If you enable {{DEBUG_THREADS}} in the compiler options via {{make menuselect}}, you might see more (afterwards you have to {{make clean}} and re-make). So, please, ask this on the mailing list to get other opinions or in-sights. Then, please, update here. Might be a bug in {{ast_rtp_codecs_payloads_destroy}}. Or might be a bug in my patch. In the latter case,
{code}
ast_rtp_codecs_payloads_destroy(dest);
ast_rtp_codecs_payloads_initialize(dest);
{code}
have to be moved not before but after the while loop.
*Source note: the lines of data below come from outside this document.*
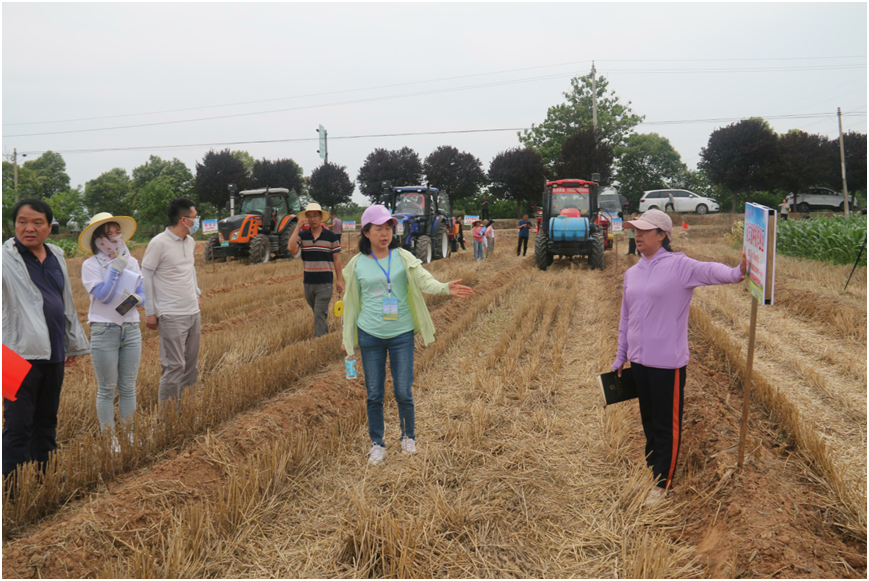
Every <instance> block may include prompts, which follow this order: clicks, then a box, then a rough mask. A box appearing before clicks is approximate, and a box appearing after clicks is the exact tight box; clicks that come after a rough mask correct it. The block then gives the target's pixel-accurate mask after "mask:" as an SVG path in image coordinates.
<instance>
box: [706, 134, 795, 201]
mask: <svg viewBox="0 0 869 581" xmlns="http://www.w3.org/2000/svg"><path fill="white" fill-rule="evenodd" d="M700 158H701V161H700V164H699V166H700V167H701V168H702V169H703V170H704V171H705V172H706V175H707V176H709V181H710V182H712V183H713V184H715V185H720V186H723V187H725V188H727V190H728V192H729V193H730V196H731V201H732V207H731V211H732V212H736V211H737V205H738V203H739V202H740V201H745V199H746V198H747V196H748V195H750V194H751V193H752V192H757V191H763V190H770V189H773V188H774V186H775V181H776V171H777V168H778V165H779V164H778V139H777V137H776V134H775V132H774V131H773V130H772V128H771V127H770V126H769V123H767V122H766V121H764V120H763V119H758V118H755V117H752V118H750V119H744V120H742V121H739V122H738V123H732V124H731V125H728V126H727V127H721V128H719V129H716V130H715V131H713V132H712V135H710V136H709V143H708V145H707V146H706V147H704V148H703V149H701V150H700Z"/></svg>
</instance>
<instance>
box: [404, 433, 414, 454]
mask: <svg viewBox="0 0 869 581" xmlns="http://www.w3.org/2000/svg"><path fill="white" fill-rule="evenodd" d="M401 453H402V454H416V441H415V440H414V439H413V438H408V437H407V436H405V437H403V438H402V439H401Z"/></svg>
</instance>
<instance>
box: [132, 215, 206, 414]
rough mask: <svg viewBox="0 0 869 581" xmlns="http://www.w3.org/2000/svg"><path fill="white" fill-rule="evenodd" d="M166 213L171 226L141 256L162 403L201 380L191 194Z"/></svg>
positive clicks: (164, 231) (178, 398) (198, 313)
mask: <svg viewBox="0 0 869 581" xmlns="http://www.w3.org/2000/svg"><path fill="white" fill-rule="evenodd" d="M166 213H167V214H168V216H169V224H170V226H169V227H168V228H166V229H165V230H164V231H163V232H161V233H159V234H157V235H156V236H154V237H153V238H152V239H151V242H149V243H148V248H146V249H145V256H144V258H142V278H143V279H144V289H145V324H146V325H147V327H148V328H149V329H156V330H157V332H158V333H159V334H160V366H161V367H162V375H161V376H160V388H159V391H158V392H157V399H158V400H159V401H161V402H165V401H168V400H170V399H174V400H179V399H180V398H181V394H182V393H183V392H184V390H185V389H186V388H187V387H192V386H194V385H196V382H197V381H198V380H199V340H200V335H201V328H202V320H201V317H200V312H199V309H200V306H201V303H200V300H199V296H200V295H201V294H202V293H201V292H200V290H199V284H198V283H197V280H196V267H195V265H194V263H195V261H194V252H195V250H196V241H195V240H194V239H193V235H194V234H196V232H197V231H198V230H199V214H197V212H196V207H195V206H194V205H193V202H192V201H191V200H188V199H187V198H177V199H175V200H172V201H171V202H170V203H169V207H168V208H167V209H166Z"/></svg>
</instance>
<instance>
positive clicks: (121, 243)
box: [96, 234, 125, 259]
mask: <svg viewBox="0 0 869 581" xmlns="http://www.w3.org/2000/svg"><path fill="white" fill-rule="evenodd" d="M96 245H97V248H98V249H99V250H100V253H101V254H105V255H107V256H108V257H109V258H112V259H114V258H117V256H118V254H120V253H121V251H122V250H123V249H124V248H125V244H124V237H123V236H122V235H120V234H118V235H117V236H106V237H100V238H97V239H96Z"/></svg>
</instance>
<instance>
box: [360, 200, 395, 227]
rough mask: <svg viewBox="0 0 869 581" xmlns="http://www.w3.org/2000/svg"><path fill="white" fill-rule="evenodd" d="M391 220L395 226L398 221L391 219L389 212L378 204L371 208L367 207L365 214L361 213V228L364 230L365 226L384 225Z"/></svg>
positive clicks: (384, 207) (391, 216) (392, 218)
mask: <svg viewBox="0 0 869 581" xmlns="http://www.w3.org/2000/svg"><path fill="white" fill-rule="evenodd" d="M390 220H392V223H393V224H397V223H398V220H396V219H395V218H393V217H392V214H390V213H389V210H387V209H386V207H385V206H381V205H380V204H375V205H373V206H369V207H368V209H366V210H365V212H363V213H362V227H363V228H365V226H366V225H367V224H375V225H378V226H379V225H380V224H385V223H387V222H389V221H390Z"/></svg>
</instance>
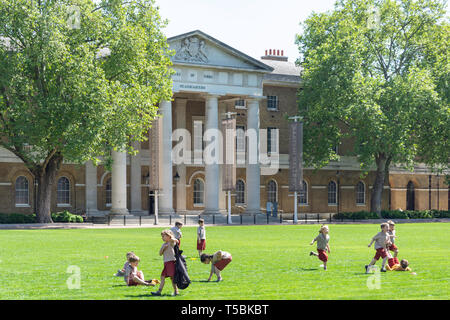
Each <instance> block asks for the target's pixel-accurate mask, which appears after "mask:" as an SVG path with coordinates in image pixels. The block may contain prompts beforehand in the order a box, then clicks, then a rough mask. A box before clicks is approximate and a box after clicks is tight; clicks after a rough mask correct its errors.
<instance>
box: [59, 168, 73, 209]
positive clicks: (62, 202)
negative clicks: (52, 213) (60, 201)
mask: <svg viewBox="0 0 450 320" xmlns="http://www.w3.org/2000/svg"><path fill="white" fill-rule="evenodd" d="M63 178H65V179H67V181H68V183H69V184H68V185H69V189H68V190H62V191H61V190H59V188H58V187H59V181H60V180H61V179H63ZM60 192H68V193H69V197H68V198H69V199H68V202H59V200H60V199H59V193H60ZM71 198H72V195H71V192H70V179H69V178H68V177H66V176H61V177H59V178H58V180H57V181H56V206H57V207H61V208H66V207H71V204H70V202H71Z"/></svg>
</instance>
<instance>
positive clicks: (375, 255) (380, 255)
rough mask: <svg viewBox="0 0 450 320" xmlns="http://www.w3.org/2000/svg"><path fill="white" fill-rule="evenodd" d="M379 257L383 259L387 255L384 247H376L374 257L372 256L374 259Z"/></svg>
mask: <svg viewBox="0 0 450 320" xmlns="http://www.w3.org/2000/svg"><path fill="white" fill-rule="evenodd" d="M380 257H381V258H383V259H384V258H386V257H387V252H386V250H385V249H384V248H380V249H377V252H376V253H375V257H373V258H374V259H375V260H378V259H380Z"/></svg>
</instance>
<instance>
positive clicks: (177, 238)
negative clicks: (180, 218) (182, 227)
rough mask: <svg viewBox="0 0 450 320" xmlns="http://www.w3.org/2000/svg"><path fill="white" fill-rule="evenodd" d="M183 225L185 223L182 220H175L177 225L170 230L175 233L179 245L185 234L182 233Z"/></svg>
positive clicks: (179, 244) (170, 228) (172, 232)
mask: <svg viewBox="0 0 450 320" xmlns="http://www.w3.org/2000/svg"><path fill="white" fill-rule="evenodd" d="M182 227H183V223H182V222H180V221H177V222H175V227H172V228H170V231H172V233H173V235H174V236H175V239H177V240H178V247H179V246H180V244H181V237H182V236H183V234H182V233H181V228H182Z"/></svg>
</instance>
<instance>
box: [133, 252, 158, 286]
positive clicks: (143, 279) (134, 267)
mask: <svg viewBox="0 0 450 320" xmlns="http://www.w3.org/2000/svg"><path fill="white" fill-rule="evenodd" d="M140 260H141V259H139V257H138V256H137V255H132V256H130V258H129V259H128V261H129V263H128V265H127V266H126V268H125V282H126V284H127V286H138V285H143V286H155V285H156V284H157V283H158V282H159V281H158V280H151V281H145V279H144V273H143V272H142V271H138V269H137V266H138V265H139V261H140Z"/></svg>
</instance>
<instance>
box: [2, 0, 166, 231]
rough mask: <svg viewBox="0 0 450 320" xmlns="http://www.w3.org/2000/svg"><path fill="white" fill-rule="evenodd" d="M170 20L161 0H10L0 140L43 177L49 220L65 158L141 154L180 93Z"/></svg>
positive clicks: (38, 196) (75, 160)
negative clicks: (57, 179)
mask: <svg viewBox="0 0 450 320" xmlns="http://www.w3.org/2000/svg"><path fill="white" fill-rule="evenodd" d="M165 24H166V22H165V21H163V20H162V19H161V18H160V16H159V13H158V8H157V7H156V6H155V5H154V1H153V0H130V1H120V0H102V1H94V0H70V1H69V0H38V1H36V0H34V1H30V0H15V1H12V0H0V146H2V147H4V148H6V149H7V150H9V151H11V152H12V153H14V154H15V155H16V156H17V157H19V158H20V159H21V160H22V161H23V162H24V164H25V166H26V167H27V168H28V169H29V170H30V172H31V173H32V174H33V175H34V177H35V179H36V180H37V182H38V194H37V198H38V203H37V212H36V214H37V217H38V220H39V221H40V222H51V216H50V203H51V202H50V200H51V186H52V185H53V184H54V180H55V178H56V175H57V172H58V169H59V168H60V166H61V164H62V163H63V161H70V162H73V163H84V162H85V161H87V160H93V161H94V162H95V163H96V164H97V163H98V162H99V160H98V159H99V158H100V157H102V158H103V159H104V160H105V163H107V164H110V162H111V150H117V151H128V152H135V151H133V149H132V147H131V146H130V143H129V142H130V139H133V140H134V141H142V140H144V139H145V133H146V132H147V130H148V129H149V127H150V125H151V121H152V119H153V118H154V117H155V116H156V112H157V107H156V106H157V103H158V102H159V101H161V100H163V99H166V100H170V99H171V96H172V92H171V88H172V82H171V71H170V69H169V66H170V64H171V62H170V54H171V52H170V51H169V50H168V45H167V42H166V38H165V36H164V35H163V34H162V32H161V28H162V27H164V25H165Z"/></svg>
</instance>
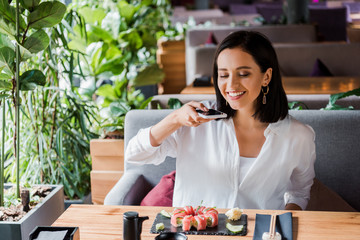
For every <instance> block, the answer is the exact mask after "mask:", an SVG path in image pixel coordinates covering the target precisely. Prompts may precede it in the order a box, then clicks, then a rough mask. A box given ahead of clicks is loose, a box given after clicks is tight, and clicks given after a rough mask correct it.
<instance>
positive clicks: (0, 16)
mask: <svg viewBox="0 0 360 240" xmlns="http://www.w3.org/2000/svg"><path fill="white" fill-rule="evenodd" d="M0 32H1V33H4V34H6V35H7V36H8V37H10V38H11V39H13V40H15V35H16V28H15V24H13V23H11V22H9V21H6V20H5V18H3V17H2V16H1V15H0Z"/></svg>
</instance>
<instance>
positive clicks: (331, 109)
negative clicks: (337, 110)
mask: <svg viewBox="0 0 360 240" xmlns="http://www.w3.org/2000/svg"><path fill="white" fill-rule="evenodd" d="M349 96H360V88H357V89H354V90H350V91H347V92H342V93H336V94H331V95H330V98H329V103H328V104H327V105H326V107H325V108H322V110H353V109H354V107H352V106H349V107H343V106H340V105H338V104H336V101H337V100H339V99H342V98H346V97H349Z"/></svg>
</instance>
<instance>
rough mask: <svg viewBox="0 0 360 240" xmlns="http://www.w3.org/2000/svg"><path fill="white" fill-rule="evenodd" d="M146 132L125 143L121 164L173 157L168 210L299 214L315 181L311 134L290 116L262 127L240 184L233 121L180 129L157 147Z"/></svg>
mask: <svg viewBox="0 0 360 240" xmlns="http://www.w3.org/2000/svg"><path fill="white" fill-rule="evenodd" d="M149 132H150V128H146V129H141V130H140V131H139V133H138V134H137V135H136V136H135V137H134V138H133V139H131V140H130V142H129V144H128V147H127V150H126V153H125V160H126V161H128V162H131V163H138V164H160V163H162V162H163V161H164V160H165V158H166V156H170V157H176V179H175V188H174V196H173V206H174V207H175V206H176V207H180V206H185V205H193V206H196V205H199V204H200V203H202V204H203V205H205V206H215V207H218V208H234V207H239V208H247V209H284V208H285V205H286V204H288V203H295V204H297V205H299V206H300V207H301V208H302V209H305V207H306V205H307V202H308V200H309V198H310V188H311V185H312V183H313V178H314V177H315V172H314V161H315V142H314V141H315V133H314V131H313V129H312V128H311V127H310V126H307V125H304V124H302V123H300V122H299V121H297V120H296V119H294V118H293V117H291V116H288V117H286V118H285V119H283V120H281V121H278V122H276V123H271V124H269V125H268V127H267V128H266V130H265V131H264V136H265V138H266V140H265V142H264V144H263V146H262V148H261V151H260V153H259V155H258V157H257V158H256V159H255V160H254V162H253V164H252V165H251V166H250V168H249V169H248V171H247V173H246V175H245V176H244V178H243V179H242V180H241V178H240V177H239V175H240V174H241V167H240V162H241V161H240V155H241V153H240V152H239V147H238V143H237V140H236V136H235V129H234V124H233V120H232V119H231V118H230V119H225V120H219V121H210V122H208V123H204V124H201V125H200V126H198V127H181V128H179V129H178V130H177V131H176V132H174V133H173V134H172V135H171V136H169V137H168V138H167V139H166V140H165V141H163V143H162V144H161V145H160V146H159V147H153V146H151V144H150V138H149Z"/></svg>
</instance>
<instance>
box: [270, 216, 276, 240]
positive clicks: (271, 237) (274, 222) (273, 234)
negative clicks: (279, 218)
mask: <svg viewBox="0 0 360 240" xmlns="http://www.w3.org/2000/svg"><path fill="white" fill-rule="evenodd" d="M275 226H276V214H273V215H271V220H270V229H269V235H270V239H275Z"/></svg>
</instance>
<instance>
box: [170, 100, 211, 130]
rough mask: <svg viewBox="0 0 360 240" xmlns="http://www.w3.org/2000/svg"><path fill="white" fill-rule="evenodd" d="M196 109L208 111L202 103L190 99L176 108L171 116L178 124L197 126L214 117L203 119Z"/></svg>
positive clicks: (182, 125)
mask: <svg viewBox="0 0 360 240" xmlns="http://www.w3.org/2000/svg"><path fill="white" fill-rule="evenodd" d="M196 109H200V110H203V111H205V112H206V111H208V110H209V109H207V108H206V107H205V106H204V104H202V103H199V102H194V101H191V102H189V103H187V104H185V105H184V106H182V107H181V108H179V109H178V110H176V111H174V112H173V113H172V114H173V117H174V120H175V121H176V122H177V124H178V125H179V126H187V127H197V126H199V125H200V124H202V123H205V122H209V121H211V120H214V119H205V118H202V117H200V116H199V115H198V113H197V112H196Z"/></svg>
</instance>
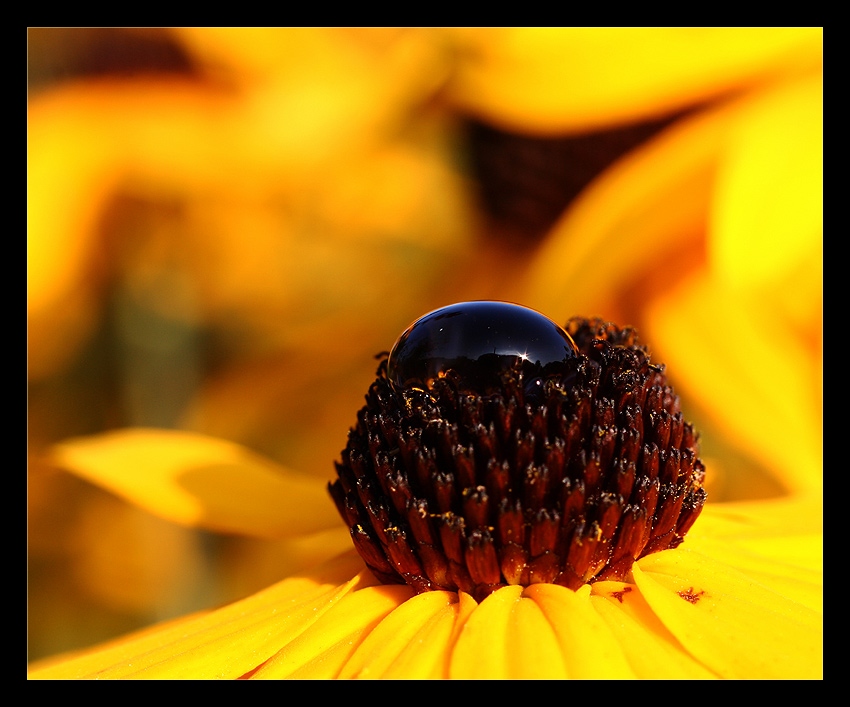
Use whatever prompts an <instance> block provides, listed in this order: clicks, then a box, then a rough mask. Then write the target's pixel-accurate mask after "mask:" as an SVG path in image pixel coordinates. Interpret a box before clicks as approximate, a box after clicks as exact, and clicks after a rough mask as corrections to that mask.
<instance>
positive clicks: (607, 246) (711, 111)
mask: <svg viewBox="0 0 850 707" xmlns="http://www.w3.org/2000/svg"><path fill="white" fill-rule="evenodd" d="M735 120H736V116H735V113H734V111H733V110H730V109H725V110H724V109H718V110H714V111H711V112H708V113H706V114H699V115H697V116H695V117H693V118H690V119H686V120H682V121H679V122H678V123H676V124H675V125H673V126H671V127H670V128H669V129H667V130H665V131H663V132H662V133H661V134H659V135H658V136H657V137H656V138H654V139H653V140H651V141H650V142H649V143H647V144H645V145H644V146H642V147H640V148H638V149H637V150H634V151H632V152H631V153H629V154H628V155H626V156H625V157H624V158H622V159H621V160H620V161H619V162H617V163H615V164H614V165H612V166H611V167H610V168H609V169H608V170H606V171H605V172H604V173H603V174H602V175H601V176H600V177H599V178H598V179H597V181H595V182H593V183H591V185H590V186H589V187H588V188H587V189H586V190H585V191H584V192H583V193H582V195H581V196H580V197H579V198H578V199H577V200H576V201H575V202H573V204H572V205H571V206H570V208H569V209H568V210H567V211H566V212H565V214H564V216H563V217H562V219H561V221H560V222H559V223H558V224H556V225H555V227H554V228H553V229H552V231H551V232H550V234H549V235H548V236H547V238H546V240H545V241H544V243H543V245H542V246H541V248H540V249H539V250H538V252H537V254H536V255H535V257H534V260H533V261H532V263H531V265H530V267H529V269H528V271H527V273H526V275H525V277H524V279H523V281H522V282H521V283H520V284H519V286H518V288H517V290H516V293H517V294H516V296H517V297H521V298H522V299H521V300H520V301H523V302H525V303H526V304H527V305H529V306H531V307H535V308H536V309H539V310H540V311H543V312H550V313H551V314H552V316H556V315H557V314H558V313H559V312H562V313H563V314H562V315H561V318H563V319H566V318H567V317H569V316H571V315H573V314H575V313H590V312H599V311H600V309H601V308H603V307H606V306H607V307H609V308H610V306H611V303H612V302H613V300H614V299H615V298H616V296H617V295H618V294H619V292H621V291H622V290H623V289H627V288H628V287H629V286H630V285H633V283H635V281H639V282H642V281H643V279H651V281H653V282H655V281H657V280H663V279H667V280H670V281H672V282H675V281H677V280H678V279H679V278H681V277H683V276H684V275H686V274H687V273H686V272H681V271H680V269H679V268H678V265H677V263H676V262H675V261H672V260H671V258H670V254H671V253H676V252H679V251H681V250H683V249H687V248H688V247H693V246H694V245H696V246H699V245H701V243H702V241H703V238H704V234H705V227H706V222H707V220H708V214H709V210H710V207H711V199H712V185H713V181H714V171H715V169H716V161H717V156H718V153H719V151H720V150H721V148H722V146H723V142H724V139H725V136H726V135H727V133H728V131H729V129H730V126H732V125H733V124H734V121H735Z"/></svg>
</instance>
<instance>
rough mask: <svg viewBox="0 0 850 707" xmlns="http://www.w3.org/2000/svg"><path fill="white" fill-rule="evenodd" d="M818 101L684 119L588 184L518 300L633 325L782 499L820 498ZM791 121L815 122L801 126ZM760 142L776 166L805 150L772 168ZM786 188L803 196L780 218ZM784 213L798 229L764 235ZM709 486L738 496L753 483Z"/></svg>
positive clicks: (680, 388) (793, 102)
mask: <svg viewBox="0 0 850 707" xmlns="http://www.w3.org/2000/svg"><path fill="white" fill-rule="evenodd" d="M820 100H821V99H820V79H819V78H817V77H814V78H810V79H806V80H801V81H800V82H797V83H794V84H793V85H789V86H787V87H783V88H781V89H776V90H775V91H769V92H765V93H762V94H756V95H754V96H750V97H748V98H746V99H742V100H740V101H737V102H734V103H732V104H730V105H729V106H727V107H724V108H721V109H717V110H714V111H710V112H708V113H705V114H700V115H697V116H695V117H694V118H691V119H689V120H685V121H680V122H679V123H678V124H677V125H675V126H673V127H672V128H670V129H668V130H667V131H665V132H664V133H662V134H661V135H659V136H658V137H657V138H656V139H654V140H653V141H652V142H651V143H649V144H648V145H646V146H645V147H643V148H641V149H640V150H638V151H635V152H634V153H632V154H631V155H629V156H627V157H626V158H624V159H623V160H621V161H620V162H619V163H618V164H615V165H614V166H613V167H612V168H611V169H609V170H608V171H607V172H606V173H605V174H603V175H602V176H601V177H600V178H599V180H598V181H597V182H596V183H594V184H592V185H591V186H590V188H589V189H588V190H587V191H586V192H585V193H584V194H583V195H582V197H580V198H579V199H578V200H577V201H576V202H575V203H574V205H573V206H572V207H571V208H570V209H569V210H568V212H567V213H566V214H565V216H564V218H563V220H562V221H561V223H560V224H558V225H557V226H556V227H555V229H554V230H553V231H552V233H551V235H550V237H549V239H548V241H547V242H546V243H545V244H544V246H543V248H542V249H541V250H540V252H539V255H538V256H536V258H535V261H534V262H533V263H532V265H531V266H530V268H529V270H528V273H527V277H526V279H525V281H524V282H523V283H522V285H521V286H520V287H519V288H518V290H517V295H516V297H517V298H518V299H519V301H524V302H526V303H528V304H530V305H531V306H533V307H536V308H537V309H540V310H541V311H546V312H553V313H557V312H559V311H560V312H564V317H566V316H568V315H569V314H572V313H575V312H582V313H588V312H593V313H599V314H601V315H602V316H606V317H609V318H612V319H619V318H621V316H626V317H628V318H631V317H633V316H635V317H637V318H638V320H637V321H633V322H631V323H633V324H635V325H637V326H638V328H639V330H640V332H641V335H642V338H643V339H644V340H645V341H649V342H651V343H652V350H653V354H654V357H655V358H656V359H658V360H660V361H661V362H663V363H665V364H667V365H668V366H669V368H670V371H671V372H672V373H671V381H673V383H674V385H675V386H676V388H677V391H678V392H679V393H680V394H681V395H682V397H683V399H684V400H685V401H686V402H688V403H689V404H690V405H692V406H693V408H694V410H695V412H698V413H699V414H701V415H704V416H706V419H707V420H709V421H710V422H711V426H712V430H717V432H718V433H719V434H721V435H722V437H723V443H727V444H731V445H732V447H733V448H737V449H738V450H741V451H742V452H743V453H744V454H746V455H748V456H749V458H750V459H751V460H752V461H753V462H756V464H752V463H751V464H750V466H751V467H753V468H758V466H759V464H760V467H761V468H764V469H768V470H770V473H771V474H773V475H774V476H775V477H776V479H777V480H778V481H779V482H780V484H781V488H780V489H779V490H780V492H781V491H783V490H801V491H809V492H811V491H814V492H815V493H817V492H818V489H819V488H820V487H821V484H822V444H821V435H822V422H821V419H822V415H821V406H822V400H821V352H820V338H821V337H820V328H821V325H820V322H821V311H822V305H821V301H822V294H821V283H822V275H821V261H822V245H821V236H820V231H821V228H822V226H821V218H822V210H821V209H822V206H821V204H820V201H819V198H818V194H819V192H820V191H821V187H820V186H819V185H820V184H821V180H822V176H821V174H820V164H821V160H822V156H821V155H820V153H819V150H820V145H821V141H822V137H821V126H820V120H819V118H818V116H819V111H820V110H821V108H822V106H821V103H820ZM786 106H787V109H786ZM786 113H788V114H791V115H792V116H793V115H796V114H798V113H806V114H809V116H808V117H807V118H806V119H803V118H800V119H792V122H793V128H792V127H791V126H789V124H788V119H787V118H786V117H785V114H786ZM771 119H774V120H776V121H777V122H778V125H773V126H769V123H770V120H771ZM754 132H755V133H764V134H766V135H771V136H773V151H774V152H775V153H779V154H783V153H784V147H783V145H785V143H786V142H789V141H790V142H795V141H796V142H797V143H799V144H800V147H799V149H798V148H795V149H793V150H791V151H790V152H789V156H788V157H787V158H785V157H782V158H777V157H774V158H773V159H772V160H771V161H768V160H766V158H765V159H762V156H763V155H764V153H765V152H768V151H769V150H768V148H767V146H766V145H764V144H763V142H762V141H761V140H756V141H753V146H752V148H750V147H749V145H750V143H751V141H750V140H749V138H747V139H744V138H745V137H747V136H749V135H751V134H752V133H754ZM727 161H728V162H727ZM718 171H719V173H720V175H721V176H720V177H719V176H718ZM759 174H760V175H761V178H759V176H757V175H759ZM723 175H726V176H723ZM786 177H787V178H786ZM777 180H778V181H786V182H787V183H790V184H798V183H800V182H803V181H805V182H807V186H806V187H805V188H801V189H800V192H799V194H798V195H796V196H791V195H787V196H785V197H783V198H784V199H785V201H786V203H787V206H783V207H781V208H780V207H778V206H777V204H776V201H775V198H774V192H773V190H772V188H771V185H772V184H774V183H775V182H776V181H777ZM733 192H734V193H733ZM776 193H778V194H786V192H785V191H784V190H783V189H779V190H777V192H776ZM777 210H778V211H779V212H780V213H786V211H789V210H794V211H795V215H793V216H792V215H791V214H790V213H788V215H787V218H786V219H785V220H786V222H787V223H788V224H790V225H789V227H788V228H784V227H782V228H780V227H779V226H777V227H776V228H775V229H771V226H770V224H771V223H772V222H773V216H772V215H771V216H770V218H769V219H768V220H767V221H766V222H765V226H764V227H762V226H759V225H757V224H756V223H755V221H756V220H757V218H758V214H761V213H765V214H772V213H773V212H775V211H777ZM789 229H790V230H789ZM774 233H776V236H775V237H774ZM715 241H717V244H716V245H715ZM706 243H707V244H708V245H706ZM706 250H708V251H710V254H711V257H710V258H708V257H706V254H705V251H706ZM759 251H761V252H765V253H766V254H765V256H764V258H763V259H761V260H763V261H764V262H760V256H759V257H757V255H756V254H757V253H758V252H759ZM768 252H769V255H768V254H767V253H768ZM750 276H751V277H750ZM748 278H749V279H748ZM612 310H613V311H614V312H615V313H616V316H615V314H612V313H611V311H612ZM623 312H625V315H624V314H623ZM778 332H789V335H788V336H787V337H786V338H787V341H784V343H783V345H781V346H778V345H777V341H778V336H777V335H778ZM780 381H781V383H779V382H780ZM726 461H728V455H727V457H726ZM710 483H712V484H714V486H713V490H714V491H717V490H718V489H719V491H720V493H721V494H726V496H725V498H734V497H736V494H737V495H740V494H742V493H743V492H744V490H745V489H746V487H747V483H748V479H746V478H745V479H741V480H737V479H735V478H729V477H728V475H726V478H725V479H724V478H723V476H722V470H721V476H719V477H717V478H715V479H714V480H711V479H710ZM715 498H717V496H715Z"/></svg>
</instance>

In any case, great finding, thanks for reporting!
By: Alex Hermann (gaaf) 2022-01-11 14:13:19.227-0600

Thanks for looking into it.

I think the easiest solution is to just empty the codecs list manually while holding the codecs_lock, and not call {{ast_rtp_codecs_payloads_destroy()}} at all. That way the lock will survive and there is guaranteed no other thread accessing the codec list. I'll see if I can cook up some patch, but don't hold your breath.
By: Alexander Traud (traud) 2022-01-12 03:06:53.971-0600

Actually, I copied {{ast_rtp_codecs_payloads_clear}}. Not sure, why I did not use it. {{ast_rtp_codecs_payloads_destroy}} is a public API used even in Asterisk itself, in the channel drivers SIP, PJSIP, MGCP, Motif, as destructor for an RTP engine, and the newly added Stream API. Consequently, this should be looked at first. It could be the cause for zillion of other issues not investigated that well, yet. If you are not planning to contact the mailing list, please say so. Because it is your finding, the honors are yours.
By: Alex Hermann (gaaf) 2022-04-15 09:15:20.464-0500

Simply clearing the list of payload types didn't do the trick so I have created an alternative way to clear the codecs not present in the new negotiation.

Initiated by a non-Opus related issue, but I think it should handle this case as well.